Contribuir para a compreensão do Brasil de hoje, país que nenhum cientista social pode honestamente dizer conhecer e cujo único traço recorrente é a radical exclusão social -eis aí o grande mérito de "A Nação Mercantilista". Trata-se de livro construído a partir de uma perspectiva interdisciplinar, já insinuada na trajetória de seu autor: tentando responder às suas próprias questões, o renomado jornalista incursiona por anos a fio na historiografia brasileira, acabando por tornar-se também um historiador; a formação anterior empresta à tarefa as boas letras, e a reflexão transforma-se em tese de doutoramento em história, defendida numa pós-graduação de ciência política. Assim, o resultado que ora chega ao grande público não por acaso rompe as fronteiras entre as diversas disciplinas das ciências humanas.
Não creio ser legítimo cobrar de "A Nação Mercantilista" nada além do que o próprio subtítulo do livro explicita -ensaio sobre o Brasil. Alerto para isso pois acompanhei de perto os debates sobre trabalhos anteriores de Jorge Caldeira e pude perceber, por parte de alguns historiadores, uma pitada de má vontade com "Mauá -Empresário do Império" e "Viagem pela História do Brasil".
Além de muitas críticas pertinentes, pude capturar veladas censuras de natureza meramente ideológica. Percebi, igualmente, um certo corporativismo acadêmico, do tipo "quem é esse jornalista que ousa se arvorar de historiador?". Como se o historiador deste final de século ainda guardasse alguma coisa da imagem do sábio insigne de épocas pretéritas, que, devorando uvas em seu jardim, recebia os pobres mortais ávidos por aprender sobre o tempo. Ou ainda como se um jornalista fosse necessariamente incapaz de inscrever a si e a seu entorno no tempo.

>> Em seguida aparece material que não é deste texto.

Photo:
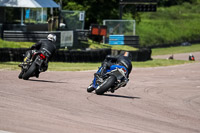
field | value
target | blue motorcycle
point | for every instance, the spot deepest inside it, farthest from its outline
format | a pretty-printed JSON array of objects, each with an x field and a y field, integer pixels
[{"x": 114, "y": 78}]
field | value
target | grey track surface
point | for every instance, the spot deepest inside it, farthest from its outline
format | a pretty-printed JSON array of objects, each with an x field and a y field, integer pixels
[
  {"x": 156, "y": 100},
  {"x": 181, "y": 56}
]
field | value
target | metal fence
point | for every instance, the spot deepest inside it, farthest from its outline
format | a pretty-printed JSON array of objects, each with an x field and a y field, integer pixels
[{"x": 73, "y": 20}]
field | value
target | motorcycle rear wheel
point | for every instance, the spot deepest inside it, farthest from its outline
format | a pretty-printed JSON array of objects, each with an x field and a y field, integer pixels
[
  {"x": 30, "y": 71},
  {"x": 108, "y": 83}
]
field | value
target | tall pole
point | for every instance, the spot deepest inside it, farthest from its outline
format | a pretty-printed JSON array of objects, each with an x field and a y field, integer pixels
[
  {"x": 22, "y": 16},
  {"x": 120, "y": 11}
]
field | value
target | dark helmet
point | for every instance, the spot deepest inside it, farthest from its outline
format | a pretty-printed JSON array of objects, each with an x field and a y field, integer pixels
[{"x": 52, "y": 37}]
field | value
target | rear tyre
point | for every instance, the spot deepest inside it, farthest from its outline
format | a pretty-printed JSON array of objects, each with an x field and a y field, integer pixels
[
  {"x": 30, "y": 71},
  {"x": 90, "y": 88},
  {"x": 108, "y": 83}
]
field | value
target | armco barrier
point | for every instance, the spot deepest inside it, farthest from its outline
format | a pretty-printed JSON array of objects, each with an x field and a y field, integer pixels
[{"x": 10, "y": 54}]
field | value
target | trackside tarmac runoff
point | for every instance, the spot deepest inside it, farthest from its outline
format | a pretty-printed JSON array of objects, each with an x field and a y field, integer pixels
[{"x": 156, "y": 100}]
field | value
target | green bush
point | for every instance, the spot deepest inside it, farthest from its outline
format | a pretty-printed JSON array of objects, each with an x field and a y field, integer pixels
[{"x": 174, "y": 24}]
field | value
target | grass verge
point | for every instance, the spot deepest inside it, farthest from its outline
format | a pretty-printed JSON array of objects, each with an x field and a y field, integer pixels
[
  {"x": 175, "y": 50},
  {"x": 61, "y": 66}
]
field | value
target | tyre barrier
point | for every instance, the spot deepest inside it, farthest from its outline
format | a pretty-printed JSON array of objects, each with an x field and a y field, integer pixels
[{"x": 98, "y": 55}]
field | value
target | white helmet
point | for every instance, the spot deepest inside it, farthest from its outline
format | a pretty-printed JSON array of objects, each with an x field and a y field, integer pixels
[{"x": 52, "y": 37}]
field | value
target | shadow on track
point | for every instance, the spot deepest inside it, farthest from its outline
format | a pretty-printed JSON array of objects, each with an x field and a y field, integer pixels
[
  {"x": 46, "y": 81},
  {"x": 112, "y": 95}
]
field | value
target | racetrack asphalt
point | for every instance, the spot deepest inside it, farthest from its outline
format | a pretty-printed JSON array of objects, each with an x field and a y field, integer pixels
[{"x": 156, "y": 100}]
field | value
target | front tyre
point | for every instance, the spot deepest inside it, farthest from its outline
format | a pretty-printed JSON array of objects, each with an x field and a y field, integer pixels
[
  {"x": 30, "y": 71},
  {"x": 108, "y": 83}
]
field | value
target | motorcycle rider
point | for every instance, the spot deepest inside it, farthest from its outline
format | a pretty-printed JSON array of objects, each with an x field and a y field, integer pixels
[
  {"x": 44, "y": 44},
  {"x": 122, "y": 60}
]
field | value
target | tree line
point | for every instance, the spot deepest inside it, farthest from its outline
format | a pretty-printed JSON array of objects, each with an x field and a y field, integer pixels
[{"x": 97, "y": 10}]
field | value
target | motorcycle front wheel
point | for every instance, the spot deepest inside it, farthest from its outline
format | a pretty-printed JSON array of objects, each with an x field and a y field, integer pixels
[
  {"x": 30, "y": 71},
  {"x": 108, "y": 83}
]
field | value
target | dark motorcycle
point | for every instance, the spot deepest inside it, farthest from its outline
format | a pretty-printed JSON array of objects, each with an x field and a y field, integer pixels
[
  {"x": 114, "y": 78},
  {"x": 38, "y": 63}
]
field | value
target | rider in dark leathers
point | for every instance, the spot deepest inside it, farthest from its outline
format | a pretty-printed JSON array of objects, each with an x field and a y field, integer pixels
[
  {"x": 42, "y": 45},
  {"x": 122, "y": 60}
]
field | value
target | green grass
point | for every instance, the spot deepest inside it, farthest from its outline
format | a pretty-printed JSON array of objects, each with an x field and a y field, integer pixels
[
  {"x": 169, "y": 25},
  {"x": 175, "y": 50},
  {"x": 90, "y": 44},
  {"x": 159, "y": 63}
]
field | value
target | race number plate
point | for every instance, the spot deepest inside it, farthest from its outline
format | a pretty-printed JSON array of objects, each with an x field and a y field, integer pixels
[{"x": 38, "y": 61}]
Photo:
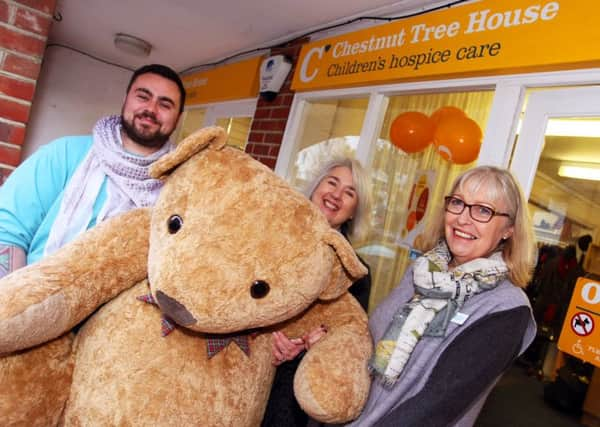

"A Nação Mercantilista" não é um livro de história no sentido estrito do termo (isto é, produto do manejo de elaborados corpus teóricos, de hipóteses de trabalho claramente explicitadas, de metodologias rigorosas, de crítica interna aos documentos etc.). Está, sim, alinhavado ao redor de uma das mais ricas tradições do pensamento social brasileiro: a produção de ensaios que têm o Brasil por objeto.
O resultado é, por certo, infinitamente mais modesto do que "Casa-Grande e Senzala" ou "Os Donos do Poder" -apenas para citar duas jóias da carpintaria derivada dessa tradição. Sem maior esforço, no entanto, captura-se em diversas passagens do livro de Caldeira alguns dos procedimentos do mestre de Apipucos e de Raymundo Faoro (na verdade o autor se aproxima mais do fino pensador gaúcho, inscrevendo seu trabalho na vertente dedicada à reflexão sobre as relações entre Estado e sociedade).
Jorge Caldeira se propõe à elaboração de uma síntese radicalmente alternativa da história econômica e social do Brasil colonial e imperial, empreitada que, por si só, já revela certa opção interpretativa: assume que muitos dos traços modeladores de nossa cultura política contemporânea são caudatários da mais enraizada experiência histórica brasileira -a escravidão. Para tanto, constrói passagens nas quais o esperado convencionalismo analítico cede lugar à abertura de instigantes e corajosas picadas, sem jamais perder de vista a totalidade do objeto Brasil. Insinua, por exemplo, uma nova cronologia, bastante distante da já clássica "teoria dos ciclos", e transforma a "mamelucagem" (se nos perdoam o neologismo) em elemento essencial para o entendimento dos dois primeiros séculos da colonização.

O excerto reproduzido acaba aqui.